San Cristóbal de las Casas, Chiapas. – La Suprema Corte de Justicia de la Nación ha decidido atraer el caso de la matanza de Acteal para revisar la reparación por desplazamiento forzado. El amparo propuesto por el ministro presidente, Hugo Aguilar Ortiz, recibió siete votos a favor y dos en contra.
El nuevo enfoque del caso implica la revisión del amparo presentado por 308 indígenas tzotziles. Estos sobrevivientes del ataque sucedido en diciembre de 1997, que dejó 45 muertos en la localidad, buscan justicia y reparación por las consecuencias de la violencia. Manuel Méndez Paciencia fue quien presentó el amparo, tras perder a su esposa e hijos en la agresión.
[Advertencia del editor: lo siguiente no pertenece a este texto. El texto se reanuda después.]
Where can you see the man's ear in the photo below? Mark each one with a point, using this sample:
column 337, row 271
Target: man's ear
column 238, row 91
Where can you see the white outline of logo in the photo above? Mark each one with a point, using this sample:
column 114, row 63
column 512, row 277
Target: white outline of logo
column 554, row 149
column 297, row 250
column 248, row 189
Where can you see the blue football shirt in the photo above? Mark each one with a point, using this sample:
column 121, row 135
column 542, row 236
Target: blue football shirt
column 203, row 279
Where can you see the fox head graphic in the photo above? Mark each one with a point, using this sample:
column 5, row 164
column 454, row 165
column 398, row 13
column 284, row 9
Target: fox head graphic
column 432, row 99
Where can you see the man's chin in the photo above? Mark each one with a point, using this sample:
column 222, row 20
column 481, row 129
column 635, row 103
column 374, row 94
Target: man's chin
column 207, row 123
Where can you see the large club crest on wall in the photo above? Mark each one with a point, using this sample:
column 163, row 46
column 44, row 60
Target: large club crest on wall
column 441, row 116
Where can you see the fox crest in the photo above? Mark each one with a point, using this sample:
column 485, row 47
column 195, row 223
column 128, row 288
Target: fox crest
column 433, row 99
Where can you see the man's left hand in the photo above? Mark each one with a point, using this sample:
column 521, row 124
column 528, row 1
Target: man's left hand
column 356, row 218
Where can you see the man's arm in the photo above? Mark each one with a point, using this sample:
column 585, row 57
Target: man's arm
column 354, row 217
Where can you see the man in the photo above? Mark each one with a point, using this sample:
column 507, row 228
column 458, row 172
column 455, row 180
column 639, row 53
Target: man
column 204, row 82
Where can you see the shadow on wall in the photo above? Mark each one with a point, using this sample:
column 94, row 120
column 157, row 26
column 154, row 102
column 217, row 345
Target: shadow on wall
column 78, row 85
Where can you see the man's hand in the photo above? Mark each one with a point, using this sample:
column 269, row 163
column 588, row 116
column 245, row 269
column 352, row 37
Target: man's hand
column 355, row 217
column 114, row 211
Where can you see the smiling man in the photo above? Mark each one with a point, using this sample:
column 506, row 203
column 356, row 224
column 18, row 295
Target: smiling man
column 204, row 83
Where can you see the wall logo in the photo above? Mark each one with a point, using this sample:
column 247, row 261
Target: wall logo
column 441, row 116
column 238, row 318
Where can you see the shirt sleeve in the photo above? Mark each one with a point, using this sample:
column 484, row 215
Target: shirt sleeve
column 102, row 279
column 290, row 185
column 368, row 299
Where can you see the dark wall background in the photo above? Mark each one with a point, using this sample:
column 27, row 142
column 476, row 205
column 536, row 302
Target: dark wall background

La Corte analizará los alcances de las sentencias de amparo y las obligaciones que tienen las autoridades de los distintos niveles de gobierno en relación con los desplazamientos forzados. Este proceso es crucial para entender cómo el Estado debe responder ante estos eventos violentos y sus repercusiones en la población afectada.
Este caso ha estado marcado por una larga historia de impunidad y violaciones a los derechos humanos. En 2005, la Comisión Interamericana de Derechos Humanos (CIDH) determinó que se habían cometido serias violaciones y reconoció la responsabilidad del Estado mexicano en este contexto de violencia y desprotección. Las víctimas han persistido en su búsqueda de justicia a través de diversas instancias.
La atracción de este amparo por parte de la Corte representa un paso significativo hacia la posible reparación y justicia para las víctimas. Aún queda por ver cómo se desarrollará el proceso y cuáles serán las decisiones finales respecto a las responsabilidades del Estado en este caso emblemático.